Let’s discretize these energies into a bond formed/bond broken binary vector for each state:

all_hbonds = set()

# accumulate all the possible pairs of residues involved in hbonds
for i in range(len(ctr_structs)):
    donors, acceptors = np.where(hbonds[i].todense() != 0)
    all_hbonds.update([(d, a) for d, a in zip(donors, acceptors)])

# make a list so that it's ordered
all_hbonds = list(all_hbonds)

# this matrix of length n_states will have each binary feature vector
hbond_presence = np.zeros((m.n_states_, len(all_hbonds)),
                          dtype='uint8')

# set each value i, j to one if state i has hbond j.
for i in range(len(ctr_structs)):
    donors, acceptors = np.where(hbonds[i].todense() != 0)

    for a, d in zip(donors, acceptors):
        hbond_id = all_hbonds.index((a, d))
        hbond_presence[i, hbond_id] = 1

Then, we can ask what the energy of each of these hydrogen bonds is by taking the dot product between the equilibrium probability vector and the feature vector:

p_hbond = np.dot(m.eq_probs_, hbond_presence)

plt.bar(np.arange(len(all_hbonds)), height=np.log(p_hbond))
plt.ylabel("Free Energy")
plt.xlabel("HBond ID")
plt.savefig('./hbond-free-energy.svg')
Mean hydrogen bonding free energy for each unique hydrogen bond.

Finally, we might like to know about joint behavior of hydrogen bonds.
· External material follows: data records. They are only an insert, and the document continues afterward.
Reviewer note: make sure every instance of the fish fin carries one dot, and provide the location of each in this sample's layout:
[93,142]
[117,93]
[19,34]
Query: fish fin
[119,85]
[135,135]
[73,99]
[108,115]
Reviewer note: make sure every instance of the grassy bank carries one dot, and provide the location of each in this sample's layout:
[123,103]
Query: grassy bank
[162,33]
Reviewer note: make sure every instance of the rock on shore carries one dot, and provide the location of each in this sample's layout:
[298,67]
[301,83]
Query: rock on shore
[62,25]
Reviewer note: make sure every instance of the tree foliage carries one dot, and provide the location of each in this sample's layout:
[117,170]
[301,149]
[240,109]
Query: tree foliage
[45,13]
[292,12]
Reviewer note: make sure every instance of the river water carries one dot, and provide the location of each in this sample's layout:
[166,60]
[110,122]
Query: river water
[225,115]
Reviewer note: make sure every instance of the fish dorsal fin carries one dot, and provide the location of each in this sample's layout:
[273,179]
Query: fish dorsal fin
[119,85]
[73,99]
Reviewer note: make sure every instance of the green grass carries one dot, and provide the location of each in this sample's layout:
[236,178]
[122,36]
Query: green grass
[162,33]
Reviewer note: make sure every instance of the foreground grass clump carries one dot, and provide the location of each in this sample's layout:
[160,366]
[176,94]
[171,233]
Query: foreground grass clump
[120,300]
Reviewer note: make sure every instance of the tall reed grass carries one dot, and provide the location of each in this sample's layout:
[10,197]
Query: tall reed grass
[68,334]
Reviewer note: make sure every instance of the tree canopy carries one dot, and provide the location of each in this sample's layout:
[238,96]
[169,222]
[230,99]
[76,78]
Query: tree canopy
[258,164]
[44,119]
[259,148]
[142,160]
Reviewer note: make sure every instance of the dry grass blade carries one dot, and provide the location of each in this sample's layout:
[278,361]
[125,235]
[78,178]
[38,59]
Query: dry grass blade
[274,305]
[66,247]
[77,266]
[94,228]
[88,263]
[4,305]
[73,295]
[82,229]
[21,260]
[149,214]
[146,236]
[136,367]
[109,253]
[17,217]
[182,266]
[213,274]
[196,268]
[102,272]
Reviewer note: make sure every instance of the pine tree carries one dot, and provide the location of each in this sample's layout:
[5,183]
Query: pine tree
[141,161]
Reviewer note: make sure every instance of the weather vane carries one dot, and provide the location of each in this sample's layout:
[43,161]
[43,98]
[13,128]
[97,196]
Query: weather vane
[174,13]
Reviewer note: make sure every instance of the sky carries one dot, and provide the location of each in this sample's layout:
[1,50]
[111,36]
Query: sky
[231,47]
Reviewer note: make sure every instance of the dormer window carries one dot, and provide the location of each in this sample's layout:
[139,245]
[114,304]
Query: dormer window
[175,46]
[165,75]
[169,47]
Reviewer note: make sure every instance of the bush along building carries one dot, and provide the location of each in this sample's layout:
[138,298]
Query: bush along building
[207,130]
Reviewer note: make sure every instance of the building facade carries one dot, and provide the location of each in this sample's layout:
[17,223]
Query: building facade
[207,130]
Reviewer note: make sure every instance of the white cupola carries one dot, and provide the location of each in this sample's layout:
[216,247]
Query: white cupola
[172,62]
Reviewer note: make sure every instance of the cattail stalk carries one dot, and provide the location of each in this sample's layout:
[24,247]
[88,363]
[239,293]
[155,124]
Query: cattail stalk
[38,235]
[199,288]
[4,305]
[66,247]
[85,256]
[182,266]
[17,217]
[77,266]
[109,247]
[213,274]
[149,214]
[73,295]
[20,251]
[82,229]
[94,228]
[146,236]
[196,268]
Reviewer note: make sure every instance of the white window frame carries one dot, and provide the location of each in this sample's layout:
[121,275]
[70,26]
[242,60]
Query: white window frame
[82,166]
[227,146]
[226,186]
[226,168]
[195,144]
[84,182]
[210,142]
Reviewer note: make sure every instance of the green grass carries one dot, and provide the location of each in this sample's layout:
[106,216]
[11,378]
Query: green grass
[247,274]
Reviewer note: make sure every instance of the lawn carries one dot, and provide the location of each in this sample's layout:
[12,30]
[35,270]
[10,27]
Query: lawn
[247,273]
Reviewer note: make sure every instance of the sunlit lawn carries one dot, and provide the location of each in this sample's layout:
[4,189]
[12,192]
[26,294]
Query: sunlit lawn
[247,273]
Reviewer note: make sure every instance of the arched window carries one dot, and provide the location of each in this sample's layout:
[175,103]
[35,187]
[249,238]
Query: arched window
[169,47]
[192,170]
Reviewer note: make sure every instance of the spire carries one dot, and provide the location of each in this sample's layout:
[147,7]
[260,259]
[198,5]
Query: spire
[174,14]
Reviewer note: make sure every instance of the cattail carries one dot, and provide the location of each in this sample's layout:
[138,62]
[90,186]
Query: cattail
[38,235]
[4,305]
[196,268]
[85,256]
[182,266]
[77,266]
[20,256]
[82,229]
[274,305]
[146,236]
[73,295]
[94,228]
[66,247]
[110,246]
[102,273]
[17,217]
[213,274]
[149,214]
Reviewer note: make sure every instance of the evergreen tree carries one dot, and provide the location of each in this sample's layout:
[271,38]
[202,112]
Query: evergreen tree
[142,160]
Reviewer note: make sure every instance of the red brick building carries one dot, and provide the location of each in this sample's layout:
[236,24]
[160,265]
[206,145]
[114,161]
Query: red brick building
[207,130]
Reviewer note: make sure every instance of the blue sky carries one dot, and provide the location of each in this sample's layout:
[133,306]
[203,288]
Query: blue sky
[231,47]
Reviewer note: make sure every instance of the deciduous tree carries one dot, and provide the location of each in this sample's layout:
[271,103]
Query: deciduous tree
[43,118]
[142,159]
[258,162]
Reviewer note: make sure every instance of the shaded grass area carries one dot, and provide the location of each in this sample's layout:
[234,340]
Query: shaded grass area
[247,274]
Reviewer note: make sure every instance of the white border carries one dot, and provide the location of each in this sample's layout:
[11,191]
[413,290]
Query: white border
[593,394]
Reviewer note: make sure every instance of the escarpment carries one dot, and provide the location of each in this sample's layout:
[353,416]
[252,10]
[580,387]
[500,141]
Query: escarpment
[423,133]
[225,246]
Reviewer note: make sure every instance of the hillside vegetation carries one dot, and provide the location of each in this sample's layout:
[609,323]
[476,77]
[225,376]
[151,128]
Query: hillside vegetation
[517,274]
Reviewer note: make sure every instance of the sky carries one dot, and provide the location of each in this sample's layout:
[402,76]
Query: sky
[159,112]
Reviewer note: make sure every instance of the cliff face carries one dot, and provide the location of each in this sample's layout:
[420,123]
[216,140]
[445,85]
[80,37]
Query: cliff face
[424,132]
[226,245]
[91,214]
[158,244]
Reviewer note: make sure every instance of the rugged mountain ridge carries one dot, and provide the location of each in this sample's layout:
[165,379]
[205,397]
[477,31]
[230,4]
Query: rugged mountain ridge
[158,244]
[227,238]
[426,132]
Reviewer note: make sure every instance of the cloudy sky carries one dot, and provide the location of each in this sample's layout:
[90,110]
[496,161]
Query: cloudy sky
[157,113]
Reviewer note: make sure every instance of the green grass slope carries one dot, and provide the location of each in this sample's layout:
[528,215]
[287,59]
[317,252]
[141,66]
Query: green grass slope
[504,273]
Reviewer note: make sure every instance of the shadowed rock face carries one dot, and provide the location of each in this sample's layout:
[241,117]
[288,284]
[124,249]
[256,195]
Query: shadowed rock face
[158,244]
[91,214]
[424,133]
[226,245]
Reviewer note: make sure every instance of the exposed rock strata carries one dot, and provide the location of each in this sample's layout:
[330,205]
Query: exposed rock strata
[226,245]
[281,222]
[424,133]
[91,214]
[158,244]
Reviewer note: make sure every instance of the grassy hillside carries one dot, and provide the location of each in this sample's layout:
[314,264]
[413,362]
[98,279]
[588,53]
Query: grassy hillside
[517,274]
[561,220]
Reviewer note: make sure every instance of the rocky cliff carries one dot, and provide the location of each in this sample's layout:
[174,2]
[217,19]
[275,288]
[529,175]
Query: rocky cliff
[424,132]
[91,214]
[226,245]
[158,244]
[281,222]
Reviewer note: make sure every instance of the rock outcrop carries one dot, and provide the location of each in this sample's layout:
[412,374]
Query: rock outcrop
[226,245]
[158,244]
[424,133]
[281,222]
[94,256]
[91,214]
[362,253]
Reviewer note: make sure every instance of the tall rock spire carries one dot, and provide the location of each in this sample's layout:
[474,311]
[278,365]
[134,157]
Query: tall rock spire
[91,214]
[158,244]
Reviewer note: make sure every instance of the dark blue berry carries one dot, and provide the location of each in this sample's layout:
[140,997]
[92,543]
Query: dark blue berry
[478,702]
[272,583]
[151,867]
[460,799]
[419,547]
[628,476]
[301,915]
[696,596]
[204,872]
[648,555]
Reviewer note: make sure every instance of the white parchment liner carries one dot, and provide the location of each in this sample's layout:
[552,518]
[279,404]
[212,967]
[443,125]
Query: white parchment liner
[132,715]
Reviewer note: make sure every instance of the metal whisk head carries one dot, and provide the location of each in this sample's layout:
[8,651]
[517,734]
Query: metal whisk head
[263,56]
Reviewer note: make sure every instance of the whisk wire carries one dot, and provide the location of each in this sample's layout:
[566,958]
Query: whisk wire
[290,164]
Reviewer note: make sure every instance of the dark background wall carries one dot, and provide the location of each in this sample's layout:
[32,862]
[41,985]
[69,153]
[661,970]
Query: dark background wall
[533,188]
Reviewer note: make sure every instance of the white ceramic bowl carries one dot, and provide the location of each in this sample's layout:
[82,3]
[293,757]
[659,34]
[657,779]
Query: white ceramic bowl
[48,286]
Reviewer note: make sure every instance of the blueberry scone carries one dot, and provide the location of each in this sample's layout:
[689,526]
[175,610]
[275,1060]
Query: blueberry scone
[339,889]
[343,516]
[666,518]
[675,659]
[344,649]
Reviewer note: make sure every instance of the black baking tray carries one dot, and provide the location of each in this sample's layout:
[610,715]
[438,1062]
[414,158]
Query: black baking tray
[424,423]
To do this, let’s use enspara’s info_theory module:

from enspara.info_theory import weighted_mi

hbond_mi = weighted_mi(features=hbond_presence, weights=m.eq_probs_)
hbond_mi = hbond_mi - np.diag(np.diag(hbond_mi))

plt.imshow(hbond_mi - np.diag(np.diag(hbond_mi)))
plt.colorbar()
Mutual information matrix of MI

And we can ask what which pair of hydrogen bonds has the highest MI:

hbond1, hbond2 = np.unravel_index(hbond_mi.argmax(), hbond_mi.shape)

def hbond2str(pair, top):
   return '⟶'.join([str(top.residue(i)) for i in pair])

hbond2str(all_hbonds[hbond1], ctr_structs.top), hbond2str(all_hbonds[hbond2], ctr_structs.top)

which returns ('ALA14⟶ALA18', 'ALA13⟶ALA17'), which shouldn’t be too surprising, since the formation of one hydrogen bond probably pays most of the entropy cost for its neighboring hydrogen bond to form.

There are lots more things you can do with enspara, including transition path theory, exposons, CARDS, and pocket detection, so make sure to explore our API documentation!